Determined to send the money anyway, Patrick had used one of the computer terminals in the public library so Mike wouldn't catch him, typing in the web address with his almost-maxed credit card ready to go. He'd scrolled down the page past the kid's picture, trying not to feel cynical about the sappy graphics and badly rhymed poetry (My broken heart can only cry, I pray to God and ask Him why) and looking for the donation link. He'd found the other one first.
Click here for more information about John Cusimano and his sons.
Gravity had done something weird just then. Patrick had felt like his limbs might float away from his body, but he clicked, anyway.

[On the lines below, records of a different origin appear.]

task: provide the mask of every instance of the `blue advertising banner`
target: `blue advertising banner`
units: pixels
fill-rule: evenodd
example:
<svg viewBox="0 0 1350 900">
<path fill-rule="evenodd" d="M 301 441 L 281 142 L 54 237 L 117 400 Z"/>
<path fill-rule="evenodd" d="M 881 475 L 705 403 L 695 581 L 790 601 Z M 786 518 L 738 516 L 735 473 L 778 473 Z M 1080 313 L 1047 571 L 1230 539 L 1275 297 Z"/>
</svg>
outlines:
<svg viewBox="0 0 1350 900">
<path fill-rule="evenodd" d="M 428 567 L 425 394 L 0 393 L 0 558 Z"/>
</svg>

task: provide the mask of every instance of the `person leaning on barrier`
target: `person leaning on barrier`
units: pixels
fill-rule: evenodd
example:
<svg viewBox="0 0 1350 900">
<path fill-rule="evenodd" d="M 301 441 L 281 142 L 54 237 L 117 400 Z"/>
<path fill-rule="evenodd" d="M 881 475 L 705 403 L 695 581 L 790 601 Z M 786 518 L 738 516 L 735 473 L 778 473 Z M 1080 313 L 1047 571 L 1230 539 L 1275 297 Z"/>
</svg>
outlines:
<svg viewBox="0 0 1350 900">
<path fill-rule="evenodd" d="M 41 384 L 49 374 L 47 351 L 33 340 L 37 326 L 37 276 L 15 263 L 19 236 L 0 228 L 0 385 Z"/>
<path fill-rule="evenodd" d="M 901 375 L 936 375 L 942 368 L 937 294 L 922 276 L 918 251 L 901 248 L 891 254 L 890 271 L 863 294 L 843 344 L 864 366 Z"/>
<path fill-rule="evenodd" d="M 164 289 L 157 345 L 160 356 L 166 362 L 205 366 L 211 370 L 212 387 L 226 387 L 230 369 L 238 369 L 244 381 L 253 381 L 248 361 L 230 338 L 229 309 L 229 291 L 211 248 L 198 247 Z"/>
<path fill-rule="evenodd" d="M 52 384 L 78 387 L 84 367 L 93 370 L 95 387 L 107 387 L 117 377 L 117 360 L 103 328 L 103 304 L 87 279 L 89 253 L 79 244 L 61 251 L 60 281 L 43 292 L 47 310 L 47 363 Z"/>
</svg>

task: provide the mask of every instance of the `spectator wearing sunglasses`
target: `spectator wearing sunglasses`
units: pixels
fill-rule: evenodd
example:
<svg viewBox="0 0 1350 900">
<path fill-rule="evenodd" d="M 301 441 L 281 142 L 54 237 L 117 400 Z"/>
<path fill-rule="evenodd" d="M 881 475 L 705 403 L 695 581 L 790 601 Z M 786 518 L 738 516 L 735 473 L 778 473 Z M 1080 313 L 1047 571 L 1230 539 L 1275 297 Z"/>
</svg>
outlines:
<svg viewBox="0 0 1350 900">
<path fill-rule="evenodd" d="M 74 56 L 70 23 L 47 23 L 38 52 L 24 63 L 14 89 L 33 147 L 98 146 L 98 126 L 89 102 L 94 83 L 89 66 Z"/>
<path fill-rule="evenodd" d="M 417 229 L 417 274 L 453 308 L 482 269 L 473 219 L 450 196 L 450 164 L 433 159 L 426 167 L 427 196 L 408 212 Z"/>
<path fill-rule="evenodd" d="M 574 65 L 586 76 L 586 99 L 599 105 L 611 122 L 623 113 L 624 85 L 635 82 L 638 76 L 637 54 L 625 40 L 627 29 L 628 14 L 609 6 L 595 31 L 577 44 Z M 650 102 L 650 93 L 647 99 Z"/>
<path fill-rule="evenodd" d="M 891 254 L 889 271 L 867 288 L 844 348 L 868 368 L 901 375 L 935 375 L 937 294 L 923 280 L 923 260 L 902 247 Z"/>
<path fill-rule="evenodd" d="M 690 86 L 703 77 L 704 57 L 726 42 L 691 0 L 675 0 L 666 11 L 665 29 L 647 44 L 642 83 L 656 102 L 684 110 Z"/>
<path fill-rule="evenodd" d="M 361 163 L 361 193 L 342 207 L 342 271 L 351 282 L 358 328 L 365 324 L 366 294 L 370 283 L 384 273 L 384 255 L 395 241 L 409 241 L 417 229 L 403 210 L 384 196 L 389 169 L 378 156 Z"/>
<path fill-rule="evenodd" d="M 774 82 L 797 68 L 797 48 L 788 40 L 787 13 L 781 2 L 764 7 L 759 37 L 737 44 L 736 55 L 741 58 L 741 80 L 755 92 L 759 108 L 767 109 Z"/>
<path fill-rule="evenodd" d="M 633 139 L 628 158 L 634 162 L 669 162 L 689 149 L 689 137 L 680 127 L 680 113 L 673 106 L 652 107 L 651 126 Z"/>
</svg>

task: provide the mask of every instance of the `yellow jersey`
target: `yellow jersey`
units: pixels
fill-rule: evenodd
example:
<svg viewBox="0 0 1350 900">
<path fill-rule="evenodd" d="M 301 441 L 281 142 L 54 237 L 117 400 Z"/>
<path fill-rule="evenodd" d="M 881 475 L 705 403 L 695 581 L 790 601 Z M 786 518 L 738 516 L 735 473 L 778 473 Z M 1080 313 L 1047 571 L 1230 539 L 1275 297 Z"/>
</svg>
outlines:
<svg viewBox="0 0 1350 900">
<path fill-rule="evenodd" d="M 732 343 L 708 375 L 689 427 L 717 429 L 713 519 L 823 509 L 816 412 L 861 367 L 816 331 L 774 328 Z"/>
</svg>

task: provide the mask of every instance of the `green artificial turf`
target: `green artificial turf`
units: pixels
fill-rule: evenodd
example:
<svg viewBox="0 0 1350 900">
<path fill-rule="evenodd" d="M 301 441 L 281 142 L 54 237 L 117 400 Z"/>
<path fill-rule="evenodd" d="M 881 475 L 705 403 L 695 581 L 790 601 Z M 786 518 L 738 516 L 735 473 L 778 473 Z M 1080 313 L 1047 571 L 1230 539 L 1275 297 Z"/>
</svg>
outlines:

No flickering candles on this page. No sweet angels with electronic wings gently flapping. No poetry, no flowers, and most of all, no grinning first grader. The page he'd landed on was stark white, with red and black lettering: double underscore, bold, italic, and very, very angry. And it wasn't about the old man. It was about him and Mike.
John Cusimano's two ADULT SONS, Michael and Patrick, were alone with him for NINETEEN HOURS after their father KILLED RYAN!! The car that took our Precious Baby away SAT IN THEIR GARAGE COVERED IN RYAN'S BLOOD and they DIDN'T BOTHER TO CALL THE POLICE!! They washed their father's clothes to DESTROY THE EVIDENCE!! Call the Janesville County District Attorney's office and demand that they be charged as ACCOMPLICES AFTER THE FACT!!! DO NOT LET THESE MONSTERS GET AWAY WITH MURDER!!!
There was a photo, which Patrick had already seen when it ran in the local paper, of the brothers leaving the courthouse after the arraignment. There was also a message board. Patrick had known he shouldn't read it.
Michael and Patrick Cusimano you will burn in hell forever.
Those boys better hope they never meet me in a dark alley. Once upon a time somebody would have GOT A ROPE already.
In twenty years monsters like this will be ruling the country. This is what happens when you take prayer out of the schools.
Only one (anonymous) poster had said anything even remotely positive--I knew Mike and Patrick in high school and I thought they were nice, I am so sorry to Ryan's family but Mike and Patrick are suffering too--and the responses had not been generous.
It is obvious you do not have children and I hope you never do!
If you think their nice your probably just as evil as they are. I notice your not using your real name.